Come ridurre di 2/3 la dipendenza dal gas russo entro l’anno
Un piano europeo per affrontare la crisi energetica utilizzando fonti e approvvigionamenti alternativi
Alfredo Avanzi
Socio ALDAI-Federmanager e componente dei Gruppi di Lavoro Energia ed Ecologia e CIDA Sviluppo Sostenibile
Piano per affrontare più rapidamente: crisi energetica e sostituzione gas russo
Per la Commissione Europea (CE) l’aggravarsi dello scenario geopolitico e geoeconomico con l’invasione dell’Ucraina da parte della Russia, da cui l’EU dipende pesantemente per la fornitura di combustibili fossili, le successive sanzioni decretate e ancora in progress, e l’esplosione dei prezzi energetici hanno reso evidente e urgente la necessità di accelerare ulteriormente la transizione verso un’energia pulita, di più sicuro approvvigionamento e più accessibile economicamente.
A tale scopo, la Commissione ha ufficializzato - il giorno 8/03/2022, e discusso nei successivi ultimi due Consigli dei Capi di Stato e di Governo, e sarà ancora ridiscusso a maggio p.v. - il Piano congiunto REPowerEU per rendere i Paesi membri autonomi da tutti i combustibili fossili russi "ben prima del 2030", e fronteggiare la crisi energetica in corso.
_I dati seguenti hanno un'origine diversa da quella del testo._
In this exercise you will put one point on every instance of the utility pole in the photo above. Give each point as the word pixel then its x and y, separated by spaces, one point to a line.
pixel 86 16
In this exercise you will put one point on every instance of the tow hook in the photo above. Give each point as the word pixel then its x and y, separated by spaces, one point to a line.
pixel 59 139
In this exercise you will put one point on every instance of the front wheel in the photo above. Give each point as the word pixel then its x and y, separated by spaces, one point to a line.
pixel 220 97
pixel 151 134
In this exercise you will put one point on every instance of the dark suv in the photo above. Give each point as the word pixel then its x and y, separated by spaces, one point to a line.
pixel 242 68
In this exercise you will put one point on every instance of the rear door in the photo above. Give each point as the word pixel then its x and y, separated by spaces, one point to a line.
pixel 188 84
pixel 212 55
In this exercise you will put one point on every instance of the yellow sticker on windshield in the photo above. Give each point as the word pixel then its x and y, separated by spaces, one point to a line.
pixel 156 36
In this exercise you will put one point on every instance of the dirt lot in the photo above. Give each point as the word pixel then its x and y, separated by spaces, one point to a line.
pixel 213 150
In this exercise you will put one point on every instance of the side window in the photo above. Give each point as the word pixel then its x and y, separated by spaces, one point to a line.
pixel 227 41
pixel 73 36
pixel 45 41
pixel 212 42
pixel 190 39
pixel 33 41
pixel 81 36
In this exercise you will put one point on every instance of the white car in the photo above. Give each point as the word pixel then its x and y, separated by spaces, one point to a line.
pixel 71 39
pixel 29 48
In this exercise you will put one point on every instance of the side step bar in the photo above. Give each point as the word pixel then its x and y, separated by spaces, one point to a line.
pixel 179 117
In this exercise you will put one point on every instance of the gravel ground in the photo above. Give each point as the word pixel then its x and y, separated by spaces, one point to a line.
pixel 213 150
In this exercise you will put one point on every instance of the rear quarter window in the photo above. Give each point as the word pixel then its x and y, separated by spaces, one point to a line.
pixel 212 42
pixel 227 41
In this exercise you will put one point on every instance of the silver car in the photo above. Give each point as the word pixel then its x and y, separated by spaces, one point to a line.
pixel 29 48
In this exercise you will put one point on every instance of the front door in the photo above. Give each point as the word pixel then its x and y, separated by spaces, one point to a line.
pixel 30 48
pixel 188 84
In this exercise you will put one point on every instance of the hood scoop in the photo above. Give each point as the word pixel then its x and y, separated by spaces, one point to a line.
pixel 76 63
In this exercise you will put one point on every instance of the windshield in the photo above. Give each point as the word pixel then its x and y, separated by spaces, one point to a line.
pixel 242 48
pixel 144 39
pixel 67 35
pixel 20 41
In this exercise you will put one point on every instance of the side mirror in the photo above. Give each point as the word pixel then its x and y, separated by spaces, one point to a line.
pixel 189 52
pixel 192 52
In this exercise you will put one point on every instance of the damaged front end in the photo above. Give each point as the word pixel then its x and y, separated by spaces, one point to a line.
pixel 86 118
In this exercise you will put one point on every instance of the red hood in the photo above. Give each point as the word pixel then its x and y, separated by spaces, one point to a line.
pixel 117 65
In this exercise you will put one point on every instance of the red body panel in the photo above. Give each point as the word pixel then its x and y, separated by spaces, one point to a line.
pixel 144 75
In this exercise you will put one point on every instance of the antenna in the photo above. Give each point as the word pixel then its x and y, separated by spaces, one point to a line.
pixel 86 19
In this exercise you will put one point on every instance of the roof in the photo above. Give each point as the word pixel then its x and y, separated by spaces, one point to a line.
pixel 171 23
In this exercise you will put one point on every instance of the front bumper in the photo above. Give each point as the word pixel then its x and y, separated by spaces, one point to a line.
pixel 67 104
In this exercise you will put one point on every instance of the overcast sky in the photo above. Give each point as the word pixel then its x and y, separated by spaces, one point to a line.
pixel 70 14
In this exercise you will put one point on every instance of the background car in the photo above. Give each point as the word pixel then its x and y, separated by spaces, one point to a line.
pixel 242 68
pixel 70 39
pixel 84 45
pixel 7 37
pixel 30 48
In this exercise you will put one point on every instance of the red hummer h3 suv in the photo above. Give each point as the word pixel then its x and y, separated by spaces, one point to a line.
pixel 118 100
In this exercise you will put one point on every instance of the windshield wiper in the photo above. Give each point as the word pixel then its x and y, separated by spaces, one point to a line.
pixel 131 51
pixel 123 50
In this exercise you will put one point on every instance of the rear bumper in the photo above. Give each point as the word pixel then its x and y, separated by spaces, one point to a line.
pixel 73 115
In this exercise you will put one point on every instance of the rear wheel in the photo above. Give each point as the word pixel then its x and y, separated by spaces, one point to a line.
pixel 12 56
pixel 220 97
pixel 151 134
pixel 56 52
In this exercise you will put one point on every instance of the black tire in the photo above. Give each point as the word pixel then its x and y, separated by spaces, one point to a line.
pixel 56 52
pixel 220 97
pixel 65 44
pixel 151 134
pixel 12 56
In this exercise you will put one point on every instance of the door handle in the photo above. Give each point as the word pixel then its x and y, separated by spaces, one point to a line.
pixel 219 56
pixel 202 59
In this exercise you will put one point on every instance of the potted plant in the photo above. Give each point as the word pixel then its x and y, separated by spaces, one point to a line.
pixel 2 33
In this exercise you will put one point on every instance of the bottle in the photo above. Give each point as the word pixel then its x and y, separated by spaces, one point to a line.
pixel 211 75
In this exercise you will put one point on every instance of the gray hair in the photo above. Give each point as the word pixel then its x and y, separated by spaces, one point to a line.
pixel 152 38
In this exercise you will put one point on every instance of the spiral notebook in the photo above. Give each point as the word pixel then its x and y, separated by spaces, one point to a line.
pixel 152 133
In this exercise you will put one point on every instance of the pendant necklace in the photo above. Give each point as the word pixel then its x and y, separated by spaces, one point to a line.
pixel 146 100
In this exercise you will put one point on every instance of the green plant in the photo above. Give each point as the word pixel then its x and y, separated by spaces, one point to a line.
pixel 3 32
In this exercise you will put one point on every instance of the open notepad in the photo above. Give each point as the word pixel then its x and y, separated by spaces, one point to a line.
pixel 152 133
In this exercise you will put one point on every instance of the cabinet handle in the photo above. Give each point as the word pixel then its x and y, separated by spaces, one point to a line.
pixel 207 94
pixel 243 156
Cioè, nuove direttive per un più rapido aumento della produzione di energia verde, della diversificazione geografica degli approvvigionamenti dei combustibili fossili e della riduzione della loro domanda, principalmente quella di gas che incide in modo rilevante sul prezzo dell'energia elettrica, e la cui importazione dalla Russia (Fig.1) è più del 40% delle forniture totali dell’EU (pari a 155 mld di mc/a, con un esborso di oltre 1 mld di €/g).
Importazione che il Piano stima di ridurre di 2/3 entro il 2022 (pari a 100 mld. di mc).
Come?
Attraverso tre principali direttrici (*stime CE, come da Tabella in calce all'articolo):
- diversificando l'approvvigionamento di gas dell'Europa (*60 mld mc), principalmente con il gas naturale liquefatto (GNL) da USA e Qatar (*50 mld mc), sviluppando e importando particolarmente idrogeno e biogas (*3,5 mld. di mc);
- accelerando lo sviluppo delle rinnovabili già previsto nel Piano FIT for 55 e la produzione delle loro componenti chiave (fotovoltaico sui tetti e pompe di calore per 4 mld mc), nonché (snellendo le procedure di autorizzazione per i progetti energetici come parchi eolici e solari (20 mld di mc);
- migliorando l'efficienza energetica (4 mld di mc) e la gestione del consumo di energia - ad esempio riducendo di 1°C la temperatura invernale dei locali pubblici e privati (*10 mld di mc) -, e promuovendo un approccio più circolare ai modelli di produzione e consumo.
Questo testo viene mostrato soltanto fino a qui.